BitLocker To Go allows the removable drive to be used with other systems, such as Windows XP and Windows Vista PCs. The only catch is that the application only allows older OSes to read the data -- new data cannot be added.
BitLocker and BitLocker To Go are a great way to encrypt and protect data files on Windows 7 PCs and should be one of the first choices for mobile and home workers who want to protect their sensitive data files.
BitLocker also supports Windows Networks, and administrators can set up Windows group policies that can enforce the use of Bitlocker on removable storage devices and also encrypt the hard drives on servers and PCs -- which may be a good way to prevent data being taken off a retired piece of IT equipment, just in case the administrator forgets to properly wipe or destroy the hard drive.
If you aren't running Windows 7, or you want to use something other than a Microsoft product (and don't want to spend any money), TrueCrypt from the TrueCrypt Developers Association is pretty hard to beat.
The product matches the features offered by Microsoft's BitLocker and offers a couple of interesting additional features, such as the ability to create a virtual encrypted volume that is mounted as a drive letter or associated with a virtual folder. In other words, you can store all of your critical data files on a separate, encrypted disk volume and then access those data files by associating a drive letter with the volume and entering the associated passkey. That way you can allow others to use your PC while your sensitive data is protected from prying eyes.
At a Glance
TrueCrypt Developers Association
That method offers several advantages. First off, you can "hide" the encrypted volumes, so other users don't even know that they exist. You can also segregate your data files, only encrypting what you deem important. And finally, you do not need to encrypt your application or operating system files, which means the system won't take as much of a performance hit.
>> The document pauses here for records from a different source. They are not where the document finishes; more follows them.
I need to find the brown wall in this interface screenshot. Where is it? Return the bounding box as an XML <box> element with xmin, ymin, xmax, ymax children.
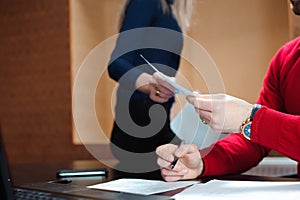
<box><xmin>0</xmin><ymin>0</ymin><xmax>91</xmax><ymax>163</ymax></box>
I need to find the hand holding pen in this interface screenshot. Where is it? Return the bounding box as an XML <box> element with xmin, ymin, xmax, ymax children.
<box><xmin>156</xmin><ymin>141</ymin><xmax>203</xmax><ymax>181</ymax></box>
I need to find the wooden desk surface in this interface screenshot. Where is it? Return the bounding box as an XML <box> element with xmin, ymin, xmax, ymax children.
<box><xmin>10</xmin><ymin>160</ymin><xmax>300</xmax><ymax>196</ymax></box>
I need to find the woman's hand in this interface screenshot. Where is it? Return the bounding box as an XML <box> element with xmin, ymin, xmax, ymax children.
<box><xmin>187</xmin><ymin>94</ymin><xmax>253</xmax><ymax>133</ymax></box>
<box><xmin>156</xmin><ymin>144</ymin><xmax>203</xmax><ymax>181</ymax></box>
<box><xmin>149</xmin><ymin>72</ymin><xmax>174</xmax><ymax>103</ymax></box>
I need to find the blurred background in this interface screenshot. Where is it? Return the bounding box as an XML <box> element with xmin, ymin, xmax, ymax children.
<box><xmin>0</xmin><ymin>0</ymin><xmax>300</xmax><ymax>163</ymax></box>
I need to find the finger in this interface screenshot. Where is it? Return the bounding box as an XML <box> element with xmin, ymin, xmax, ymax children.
<box><xmin>161</xmin><ymin>168</ymin><xmax>188</xmax><ymax>176</ymax></box>
<box><xmin>187</xmin><ymin>94</ymin><xmax>213</xmax><ymax>111</ymax></box>
<box><xmin>156</xmin><ymin>84</ymin><xmax>174</xmax><ymax>96</ymax></box>
<box><xmin>161</xmin><ymin>173</ymin><xmax>183</xmax><ymax>182</ymax></box>
<box><xmin>155</xmin><ymin>144</ymin><xmax>178</xmax><ymax>163</ymax></box>
<box><xmin>174</xmin><ymin>144</ymin><xmax>198</xmax><ymax>158</ymax></box>
<box><xmin>195</xmin><ymin>108</ymin><xmax>212</xmax><ymax>121</ymax></box>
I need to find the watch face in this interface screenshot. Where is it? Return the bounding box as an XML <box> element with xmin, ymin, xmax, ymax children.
<box><xmin>242</xmin><ymin>122</ymin><xmax>252</xmax><ymax>140</ymax></box>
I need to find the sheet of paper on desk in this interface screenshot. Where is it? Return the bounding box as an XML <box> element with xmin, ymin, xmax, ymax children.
<box><xmin>173</xmin><ymin>180</ymin><xmax>300</xmax><ymax>200</ymax></box>
<box><xmin>88</xmin><ymin>178</ymin><xmax>199</xmax><ymax>195</ymax></box>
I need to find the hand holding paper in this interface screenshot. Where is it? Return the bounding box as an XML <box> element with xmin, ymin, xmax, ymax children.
<box><xmin>140</xmin><ymin>55</ymin><xmax>195</xmax><ymax>96</ymax></box>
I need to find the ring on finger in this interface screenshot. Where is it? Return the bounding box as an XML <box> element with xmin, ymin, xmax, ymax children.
<box><xmin>155</xmin><ymin>90</ymin><xmax>160</xmax><ymax>97</ymax></box>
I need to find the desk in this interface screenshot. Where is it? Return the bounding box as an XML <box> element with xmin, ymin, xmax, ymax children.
<box><xmin>10</xmin><ymin>160</ymin><xmax>300</xmax><ymax>196</ymax></box>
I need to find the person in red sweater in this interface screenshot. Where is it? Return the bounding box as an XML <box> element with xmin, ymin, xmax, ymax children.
<box><xmin>156</xmin><ymin>0</ymin><xmax>300</xmax><ymax>181</ymax></box>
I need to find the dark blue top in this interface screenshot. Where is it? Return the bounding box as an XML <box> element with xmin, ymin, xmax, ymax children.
<box><xmin>108</xmin><ymin>0</ymin><xmax>183</xmax><ymax>156</ymax></box>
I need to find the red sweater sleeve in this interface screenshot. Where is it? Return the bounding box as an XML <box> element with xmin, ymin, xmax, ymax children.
<box><xmin>200</xmin><ymin>37</ymin><xmax>300</xmax><ymax>176</ymax></box>
<box><xmin>200</xmin><ymin>133</ymin><xmax>268</xmax><ymax>176</ymax></box>
<box><xmin>251</xmin><ymin>107</ymin><xmax>300</xmax><ymax>162</ymax></box>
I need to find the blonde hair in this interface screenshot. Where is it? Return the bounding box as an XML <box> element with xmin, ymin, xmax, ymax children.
<box><xmin>118</xmin><ymin>0</ymin><xmax>193</xmax><ymax>31</ymax></box>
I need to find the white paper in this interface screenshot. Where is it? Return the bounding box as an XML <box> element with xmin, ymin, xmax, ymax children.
<box><xmin>140</xmin><ymin>55</ymin><xmax>195</xmax><ymax>96</ymax></box>
<box><xmin>173</xmin><ymin>180</ymin><xmax>300</xmax><ymax>200</ymax></box>
<box><xmin>88</xmin><ymin>178</ymin><xmax>199</xmax><ymax>195</ymax></box>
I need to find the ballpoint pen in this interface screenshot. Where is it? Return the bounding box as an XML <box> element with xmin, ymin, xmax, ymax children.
<box><xmin>171</xmin><ymin>140</ymin><xmax>184</xmax><ymax>169</ymax></box>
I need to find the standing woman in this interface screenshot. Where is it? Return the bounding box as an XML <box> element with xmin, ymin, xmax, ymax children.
<box><xmin>108</xmin><ymin>0</ymin><xmax>192</xmax><ymax>175</ymax></box>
TrueCrypt uses several different encryption algorithms, including AES, Serpent and Twofish. Those algorithms can be combined in many different ways to create complex encryption schemes -- those looking to delve into the technical details of TrueCrypt's encryption algorithms can check out the dozens of pages of information on its Web site. I downloaded version 6.3 from the site; installation was a matter of minutes.
When I launched the application, I was presented with a concise management console that was very easy to navigate. It offered a list of drive letters (which could be associated with encrypted volumes), as well as several buttons used to mount and dismount encrypted volumes. The top of the screen offers several pull-down menus, which include features such as encrypting the system volume, creating rescue media, building keys and so on. Simply put, anything that TrueCrypt could do was right at my fingertips.